Everything had been arriving smoothly, he said. Even as the news of the suspension came out, he said, Ukraine was receiving containers of medical supplies in Odessa, a Black Sea port. The Ukrainian military was expecting 33 Humvees equipped as ambulances, water purifying equipment and so-called containerized housing units, or mobile homes for soldiers. The Ukrainian military still expects these items, he said.
In fact, the hold came and went so quickly he noticed no change in the shipments and American officials never informed him of any planned delays, Mr. Shevchuk said. “We got more this year than last year,” he said.
The United States has provided about $1.5 billion worth of military aid to Ukraine since 2014, almost entirely as equipment, often drawn from United States Army surpluses, rather than money transfers to the Ukrainian budget.
It includes items much sought-after on the battle front, like body armor, night-vision goggles and armored ambulances.

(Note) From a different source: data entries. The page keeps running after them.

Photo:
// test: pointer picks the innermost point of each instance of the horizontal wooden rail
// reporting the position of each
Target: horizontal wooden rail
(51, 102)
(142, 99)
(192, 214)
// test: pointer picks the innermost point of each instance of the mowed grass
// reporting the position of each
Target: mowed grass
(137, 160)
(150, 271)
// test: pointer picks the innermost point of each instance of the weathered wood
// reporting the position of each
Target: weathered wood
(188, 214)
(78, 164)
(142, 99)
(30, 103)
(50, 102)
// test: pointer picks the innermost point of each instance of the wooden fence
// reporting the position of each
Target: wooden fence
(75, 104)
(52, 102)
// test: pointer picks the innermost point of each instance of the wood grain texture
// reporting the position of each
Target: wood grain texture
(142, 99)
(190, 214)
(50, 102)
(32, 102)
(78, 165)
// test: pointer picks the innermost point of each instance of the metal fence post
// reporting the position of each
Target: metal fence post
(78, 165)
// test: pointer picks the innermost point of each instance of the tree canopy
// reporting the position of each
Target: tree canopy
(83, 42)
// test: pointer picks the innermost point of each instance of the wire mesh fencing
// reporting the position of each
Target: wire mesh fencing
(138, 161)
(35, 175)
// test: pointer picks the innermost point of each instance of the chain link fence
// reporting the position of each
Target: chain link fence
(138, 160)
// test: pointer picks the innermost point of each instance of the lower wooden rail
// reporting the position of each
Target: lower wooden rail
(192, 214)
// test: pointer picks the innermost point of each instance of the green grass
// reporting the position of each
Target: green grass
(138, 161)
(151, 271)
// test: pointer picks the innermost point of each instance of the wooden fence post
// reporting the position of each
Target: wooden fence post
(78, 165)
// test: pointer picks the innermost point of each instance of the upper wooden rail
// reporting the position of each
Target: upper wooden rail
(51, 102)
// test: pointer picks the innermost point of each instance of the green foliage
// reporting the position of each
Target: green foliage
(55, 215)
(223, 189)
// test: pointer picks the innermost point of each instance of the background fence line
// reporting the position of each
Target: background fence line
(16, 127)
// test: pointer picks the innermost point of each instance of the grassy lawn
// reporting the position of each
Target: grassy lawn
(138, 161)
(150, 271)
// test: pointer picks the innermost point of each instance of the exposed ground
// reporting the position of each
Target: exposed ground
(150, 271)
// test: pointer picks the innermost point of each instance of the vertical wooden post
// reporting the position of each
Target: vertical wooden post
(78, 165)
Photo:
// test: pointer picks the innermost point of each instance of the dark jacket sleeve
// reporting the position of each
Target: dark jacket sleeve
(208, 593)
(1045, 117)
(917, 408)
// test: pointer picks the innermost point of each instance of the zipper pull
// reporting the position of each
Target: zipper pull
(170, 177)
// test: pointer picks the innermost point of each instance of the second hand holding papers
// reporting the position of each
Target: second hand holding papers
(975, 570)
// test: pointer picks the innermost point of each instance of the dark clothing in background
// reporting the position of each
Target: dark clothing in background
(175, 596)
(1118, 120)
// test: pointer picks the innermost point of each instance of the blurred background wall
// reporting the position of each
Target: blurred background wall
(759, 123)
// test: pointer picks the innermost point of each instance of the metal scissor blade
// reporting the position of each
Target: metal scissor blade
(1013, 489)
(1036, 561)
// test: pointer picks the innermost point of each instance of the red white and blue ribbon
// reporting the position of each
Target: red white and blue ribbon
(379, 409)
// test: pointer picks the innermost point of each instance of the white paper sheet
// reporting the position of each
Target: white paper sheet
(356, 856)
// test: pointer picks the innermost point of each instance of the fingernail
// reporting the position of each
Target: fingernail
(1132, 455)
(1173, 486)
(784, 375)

But the aid has not been decisive in the now five-year-old war. Some aid, including ready-to-eat meals and at least one sophisticated counter-battery radar, has been captured and gleefully put on display by the Russian-backed separatists.
As a major component of the aid, about 300 American soldiers serve as trainers at a military base in western Ukraine, far from the fighting in the east.
Oksana Syroid, a former deputy speaker of the Ukrainian Parliament, said in an interview that no American concerns about military aid crossed her desk this year before the hold was announced.
“It’s a very slippery road, a very dangerous approach, to make external relations a hostage to internal politics,” she said of a possible tie of the aid to corruption accusations against Mr. Biden. “It’s like asking a neighbor to take sides in an argument with your spouse.”